ReLU is defined as a way to train an ensemble of exponential number of linear models due to its zeroing effect. Each iteration means a random set of active units hence, combinations of different linear models. They discuss, relying on the given observation, it might be useful to remove non-linearities for some layers and letting them to learn combination of linearities as the whole layer.
Another argument as poised, some representations are hard to approximate by a stack of non-linear layers. as shown by He et al. 2016. To this end, letting linearities for a subset of layers might ameliorate the condition.
The way they apply EraseReLU is removing the last ReLU layer of each "module". "Module" here is defined depending on the model architecture as shown above.

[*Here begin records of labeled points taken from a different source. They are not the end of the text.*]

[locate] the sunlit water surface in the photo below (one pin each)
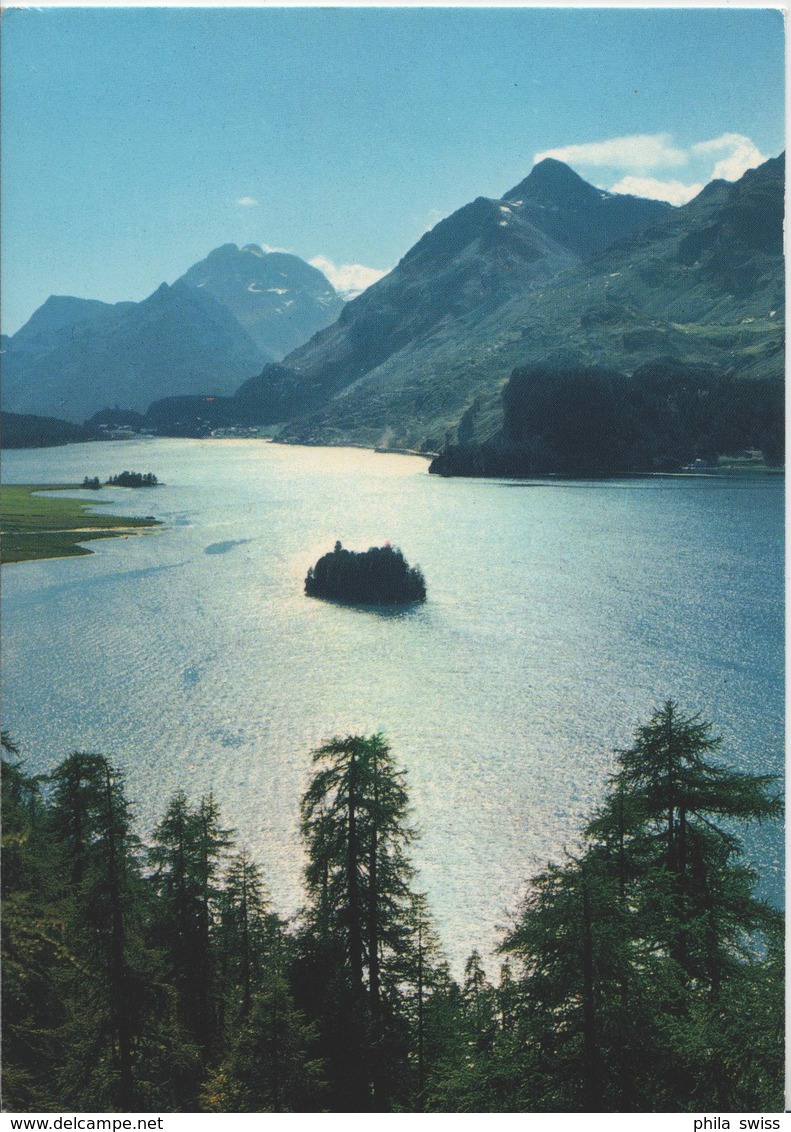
(559, 616)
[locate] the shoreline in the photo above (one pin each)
(39, 528)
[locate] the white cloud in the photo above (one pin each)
(740, 154)
(675, 193)
(349, 280)
(630, 160)
(639, 151)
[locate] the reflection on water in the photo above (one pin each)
(557, 619)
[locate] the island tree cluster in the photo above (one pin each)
(641, 972)
(378, 576)
(122, 480)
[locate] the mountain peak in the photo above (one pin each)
(555, 182)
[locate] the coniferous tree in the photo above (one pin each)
(99, 872)
(633, 957)
(34, 948)
(186, 857)
(357, 923)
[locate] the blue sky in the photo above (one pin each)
(135, 140)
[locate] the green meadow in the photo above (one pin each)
(51, 525)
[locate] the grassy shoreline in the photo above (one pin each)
(36, 526)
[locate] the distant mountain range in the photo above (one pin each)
(278, 299)
(213, 328)
(566, 285)
(557, 272)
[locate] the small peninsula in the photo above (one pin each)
(377, 576)
(36, 526)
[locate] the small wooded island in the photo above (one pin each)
(377, 576)
(123, 480)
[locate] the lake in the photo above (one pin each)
(559, 615)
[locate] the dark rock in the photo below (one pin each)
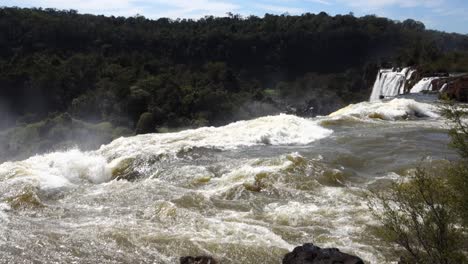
(310, 254)
(198, 260)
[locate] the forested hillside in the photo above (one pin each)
(141, 75)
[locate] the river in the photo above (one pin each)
(247, 192)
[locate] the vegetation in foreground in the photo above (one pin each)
(426, 214)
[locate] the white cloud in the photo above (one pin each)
(280, 9)
(378, 4)
(149, 8)
(194, 8)
(323, 2)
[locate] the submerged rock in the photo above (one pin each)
(311, 254)
(198, 260)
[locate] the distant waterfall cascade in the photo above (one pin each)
(425, 84)
(390, 83)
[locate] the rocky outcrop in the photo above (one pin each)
(198, 260)
(311, 254)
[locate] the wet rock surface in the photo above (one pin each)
(311, 254)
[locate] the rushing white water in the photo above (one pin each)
(398, 108)
(425, 84)
(242, 192)
(390, 83)
(61, 169)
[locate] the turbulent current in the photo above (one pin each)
(247, 192)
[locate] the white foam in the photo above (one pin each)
(58, 169)
(391, 110)
(390, 83)
(61, 169)
(425, 84)
(270, 130)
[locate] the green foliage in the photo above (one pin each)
(419, 215)
(426, 215)
(114, 69)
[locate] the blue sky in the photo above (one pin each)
(445, 15)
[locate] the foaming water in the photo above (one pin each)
(395, 109)
(246, 191)
(270, 130)
(390, 83)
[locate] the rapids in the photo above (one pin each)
(247, 192)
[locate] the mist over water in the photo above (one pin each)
(248, 191)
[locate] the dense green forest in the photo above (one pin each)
(116, 76)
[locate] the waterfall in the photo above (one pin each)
(390, 83)
(425, 84)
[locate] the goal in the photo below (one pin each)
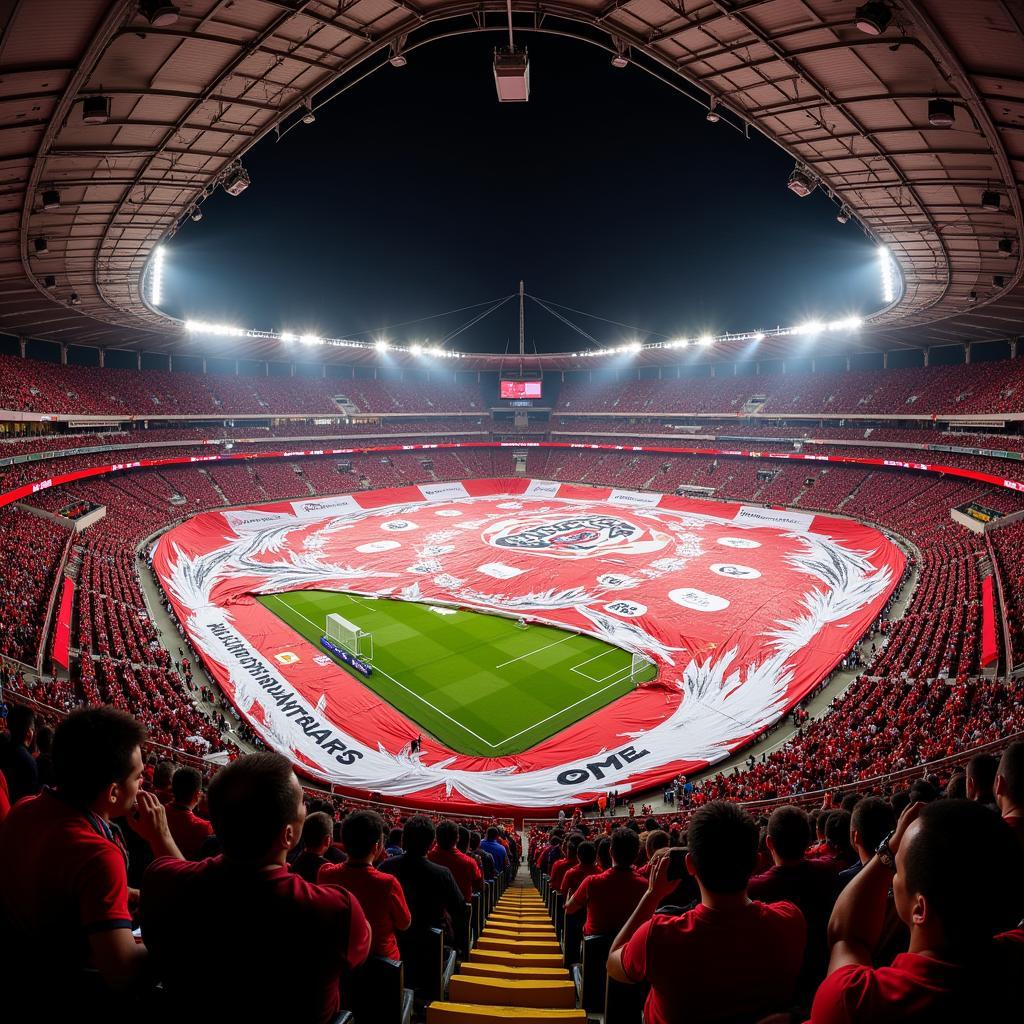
(346, 634)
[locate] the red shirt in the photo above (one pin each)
(279, 943)
(65, 878)
(923, 988)
(188, 830)
(718, 965)
(380, 896)
(576, 875)
(466, 871)
(610, 897)
(558, 869)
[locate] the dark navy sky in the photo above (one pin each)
(417, 193)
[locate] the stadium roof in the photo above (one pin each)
(188, 98)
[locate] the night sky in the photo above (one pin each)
(418, 193)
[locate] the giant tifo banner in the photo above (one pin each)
(743, 609)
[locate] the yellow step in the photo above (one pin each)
(519, 945)
(479, 955)
(462, 1013)
(502, 992)
(524, 973)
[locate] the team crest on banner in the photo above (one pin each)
(560, 536)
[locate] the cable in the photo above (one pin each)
(583, 312)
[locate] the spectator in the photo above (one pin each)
(955, 872)
(871, 821)
(981, 771)
(727, 958)
(65, 898)
(811, 885)
(1010, 787)
(610, 897)
(16, 761)
(257, 811)
(380, 895)
(493, 846)
(433, 897)
(586, 866)
(464, 869)
(317, 832)
(189, 830)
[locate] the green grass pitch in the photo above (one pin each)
(480, 684)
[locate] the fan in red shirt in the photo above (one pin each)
(64, 863)
(189, 830)
(380, 895)
(730, 957)
(464, 869)
(586, 866)
(559, 867)
(955, 872)
(284, 947)
(610, 897)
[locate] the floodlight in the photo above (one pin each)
(872, 18)
(95, 110)
(159, 13)
(990, 201)
(157, 276)
(941, 113)
(802, 182)
(512, 76)
(237, 180)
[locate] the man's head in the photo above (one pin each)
(981, 771)
(1010, 780)
(838, 833)
(363, 836)
(97, 759)
(871, 821)
(256, 808)
(960, 878)
(625, 847)
(788, 834)
(22, 724)
(448, 835)
(186, 785)
(418, 836)
(723, 845)
(317, 832)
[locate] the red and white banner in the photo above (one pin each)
(743, 609)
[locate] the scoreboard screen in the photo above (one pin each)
(520, 389)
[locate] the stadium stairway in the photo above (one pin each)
(514, 972)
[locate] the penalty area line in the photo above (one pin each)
(386, 675)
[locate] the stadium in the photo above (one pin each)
(609, 658)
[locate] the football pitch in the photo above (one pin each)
(480, 684)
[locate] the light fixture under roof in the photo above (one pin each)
(941, 113)
(95, 110)
(159, 13)
(872, 18)
(802, 182)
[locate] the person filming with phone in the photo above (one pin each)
(728, 958)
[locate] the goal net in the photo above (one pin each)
(346, 634)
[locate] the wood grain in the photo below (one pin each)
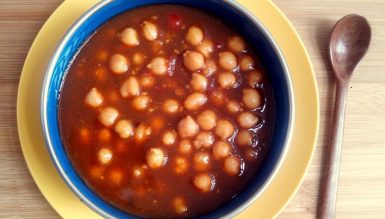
(361, 191)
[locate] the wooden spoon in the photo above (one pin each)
(348, 43)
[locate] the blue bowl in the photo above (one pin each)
(230, 13)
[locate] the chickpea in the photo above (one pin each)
(157, 123)
(201, 160)
(169, 137)
(194, 101)
(198, 82)
(204, 182)
(187, 127)
(119, 64)
(142, 132)
(221, 149)
(104, 135)
(108, 115)
(138, 172)
(141, 102)
(105, 155)
(232, 165)
(254, 78)
(130, 87)
(247, 63)
(227, 60)
(150, 31)
(116, 176)
(236, 44)
(185, 146)
(129, 36)
(206, 47)
(121, 146)
(156, 158)
(158, 66)
(194, 35)
(181, 165)
(147, 81)
(180, 205)
(94, 98)
(244, 138)
(138, 58)
(124, 128)
(193, 60)
(170, 106)
(251, 98)
(209, 68)
(251, 154)
(203, 139)
(233, 106)
(227, 80)
(224, 129)
(247, 120)
(207, 120)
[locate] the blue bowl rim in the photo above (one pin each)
(67, 36)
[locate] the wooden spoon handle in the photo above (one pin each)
(332, 157)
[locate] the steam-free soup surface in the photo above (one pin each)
(166, 112)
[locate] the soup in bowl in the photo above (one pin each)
(163, 109)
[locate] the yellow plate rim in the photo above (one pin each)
(268, 205)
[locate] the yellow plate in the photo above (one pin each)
(271, 201)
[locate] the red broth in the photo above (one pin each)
(166, 112)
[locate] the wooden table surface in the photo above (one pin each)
(361, 192)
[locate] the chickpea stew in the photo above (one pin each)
(166, 112)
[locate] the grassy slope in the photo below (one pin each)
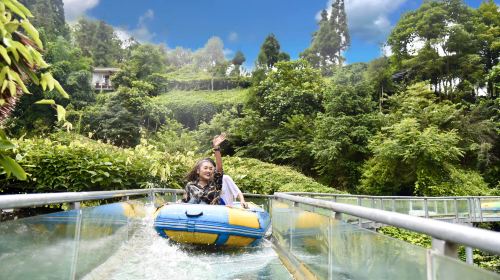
(193, 107)
(187, 98)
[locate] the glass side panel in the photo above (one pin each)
(447, 268)
(282, 218)
(310, 241)
(103, 229)
(363, 254)
(40, 247)
(401, 206)
(490, 208)
(332, 249)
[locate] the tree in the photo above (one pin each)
(145, 60)
(21, 59)
(418, 151)
(488, 32)
(98, 40)
(293, 89)
(211, 54)
(237, 61)
(270, 53)
(331, 39)
(48, 17)
(450, 57)
(341, 134)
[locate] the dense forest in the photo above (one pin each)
(423, 120)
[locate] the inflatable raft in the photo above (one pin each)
(212, 224)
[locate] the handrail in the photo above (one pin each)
(477, 238)
(391, 197)
(38, 199)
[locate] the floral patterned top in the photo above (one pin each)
(210, 194)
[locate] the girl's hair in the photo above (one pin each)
(193, 174)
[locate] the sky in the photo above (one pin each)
(243, 25)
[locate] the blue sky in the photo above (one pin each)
(243, 25)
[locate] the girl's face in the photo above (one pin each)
(206, 171)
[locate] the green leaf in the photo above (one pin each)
(12, 88)
(12, 167)
(6, 144)
(32, 32)
(14, 8)
(61, 113)
(23, 9)
(60, 89)
(46, 102)
(4, 54)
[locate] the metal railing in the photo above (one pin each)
(39, 199)
(458, 209)
(446, 235)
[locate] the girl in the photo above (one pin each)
(205, 179)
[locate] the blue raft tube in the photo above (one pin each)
(212, 224)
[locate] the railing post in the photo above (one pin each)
(338, 216)
(151, 196)
(74, 205)
(470, 205)
(426, 208)
(360, 223)
(480, 209)
(469, 257)
(446, 248)
(78, 227)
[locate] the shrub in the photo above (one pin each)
(73, 163)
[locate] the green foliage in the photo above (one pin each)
(48, 17)
(191, 108)
(331, 39)
(270, 53)
(254, 176)
(406, 235)
(173, 138)
(120, 116)
(98, 40)
(458, 46)
(418, 152)
(238, 58)
(72, 163)
(21, 60)
(341, 135)
(293, 89)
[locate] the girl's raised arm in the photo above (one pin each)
(216, 146)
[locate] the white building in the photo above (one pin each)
(101, 78)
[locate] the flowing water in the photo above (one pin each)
(148, 256)
(44, 247)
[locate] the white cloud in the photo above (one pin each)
(233, 37)
(228, 53)
(75, 8)
(386, 50)
(368, 19)
(141, 32)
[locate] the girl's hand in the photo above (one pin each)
(218, 140)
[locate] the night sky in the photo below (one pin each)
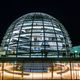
(66, 11)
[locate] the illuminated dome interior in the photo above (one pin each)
(36, 35)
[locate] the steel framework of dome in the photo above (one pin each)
(36, 46)
(36, 35)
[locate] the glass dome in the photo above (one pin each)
(36, 35)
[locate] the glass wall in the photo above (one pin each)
(38, 71)
(36, 35)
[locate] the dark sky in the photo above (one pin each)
(66, 11)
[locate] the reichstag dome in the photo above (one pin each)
(36, 46)
(36, 35)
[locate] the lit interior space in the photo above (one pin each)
(36, 46)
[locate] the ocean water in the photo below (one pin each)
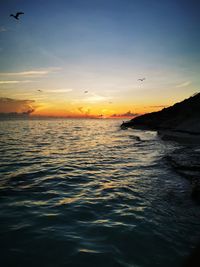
(86, 193)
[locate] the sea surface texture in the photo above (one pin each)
(86, 193)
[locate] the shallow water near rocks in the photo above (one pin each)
(86, 193)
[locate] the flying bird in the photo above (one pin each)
(142, 79)
(16, 16)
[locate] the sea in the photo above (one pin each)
(84, 192)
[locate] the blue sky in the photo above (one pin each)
(101, 45)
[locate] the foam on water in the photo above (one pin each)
(86, 193)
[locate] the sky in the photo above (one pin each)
(84, 58)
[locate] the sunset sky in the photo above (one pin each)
(84, 57)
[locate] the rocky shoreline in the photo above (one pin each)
(185, 161)
(180, 123)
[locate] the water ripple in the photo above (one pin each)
(85, 193)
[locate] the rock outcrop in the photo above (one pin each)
(183, 117)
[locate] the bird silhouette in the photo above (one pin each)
(142, 79)
(16, 16)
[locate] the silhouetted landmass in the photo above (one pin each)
(182, 117)
(180, 122)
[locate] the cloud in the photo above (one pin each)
(13, 82)
(3, 29)
(85, 111)
(95, 98)
(67, 90)
(8, 105)
(30, 73)
(126, 114)
(184, 84)
(161, 106)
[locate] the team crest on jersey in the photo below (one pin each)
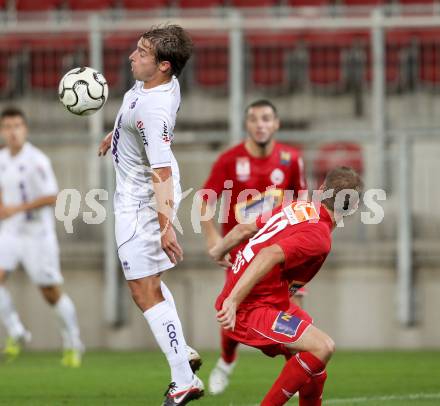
(141, 129)
(166, 135)
(286, 324)
(301, 211)
(277, 177)
(115, 139)
(285, 158)
(126, 266)
(243, 169)
(41, 171)
(133, 103)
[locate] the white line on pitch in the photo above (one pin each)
(410, 396)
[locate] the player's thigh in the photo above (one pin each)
(139, 244)
(41, 260)
(312, 340)
(10, 250)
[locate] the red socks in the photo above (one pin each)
(297, 372)
(311, 393)
(229, 348)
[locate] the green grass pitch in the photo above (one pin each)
(140, 378)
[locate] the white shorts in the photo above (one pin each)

Experiments show that EraseReLU increases the performance of networks and its effect is larger for deeper networks. It is also more resilient to over-fitting for deep networks. The loss curves also show faster convergence for EraseReLU and the difference more obvious for larger datasets.
My 2 cents: Results are not that different on ImageNet but still better to the favor of EraseReLU. Then it might be the case of lucky shoot since there is no confidence interval or variance given for the trainings.
Faster convergence makes sense with the help of second guessing after the paper. Since there are more active units possible it entails to propagate more gradients. However, all such comments assumes that error signals are always positive. Which is very unlikely. Therefore, more open valves might cause more chaotic back-propagation signal.
Yet it is very simple idea, it shows faster convergence, better results and a good investgation of ReLU function. It think it is useful and can take its position in my next training session.
Disclaimer: This is written hastily in 10 mins. If you think something wrong or even worse let me know :).